Years of research to help the Wimbledon Library and Museum helped Richard Hillway earn an exclusive invitation to perhaps the world's most famous patch of turf.
To this tennis historian who, ironically, focuses on the origin of lawn tennis, he was merely doing his job.
"The museum asked if I'd do research on the great French champion Suzanne Lenglen, to find the results when she played in the pro tour in the United States in 1926-27," Hillway said. "It took a year and a half and I found all the results from 40 cities."

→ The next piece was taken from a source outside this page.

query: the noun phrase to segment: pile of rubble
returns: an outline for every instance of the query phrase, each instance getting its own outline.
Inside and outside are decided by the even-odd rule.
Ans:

And for a fortnight, the former Cherry Creek history teacher and boys' tennis coach, who later headed up operations as tennis director and junior tennis pro at the Country Club of Colorado, is getting a chance to watch first-class tennis and retrace steps by the sport's earliest pioneers.
Rafael Nadal, Serena Williams, Maria Sharapova and Roger Federer? That's nice, but not the history Hillway had in mind.
Instead, the author of 90 published articles in tennis trade magazines prefers Henry Jones, Walter Wingfield, William and Ernest Renshaw, and Bill Tilden, among others.
"I try to find things that haven't been solved, like who brought tennis to America," said the 70-year-old Hillway, who retired four years ago to pursue his full-time passion of tennis research in addition to collecting the sport's rare memorabilia. "I never had the time to do this while I was teaching. Now, I just love it."
Hillway's southwest Colorado Springs home doubles as a library for more than 2,000 books, most dealing specifically in lawn tennis. In addition, he has built a veritable museum to the early days of the sport, displaying early artifacts, from an 1888 rulebook, an 1895 U.S. Open souvenir program and a 1913 hand-stitched tennis ball to a wall showing the evolution of tennis rackets.
He takes true pride, however, in materials not sought by traditional collectors.
"Most collectors are interested in rackets and autographs," Hillway said. "The real history is in the books and letters. That's where you find out what a player has to say."
In 15 years, Hillway also has amassed a collection of thousands of tennis letters, early correspondence from the likes of Gussie Moran, Don Budge and even one signed by Dwight Davis, who founded the Davis Cup.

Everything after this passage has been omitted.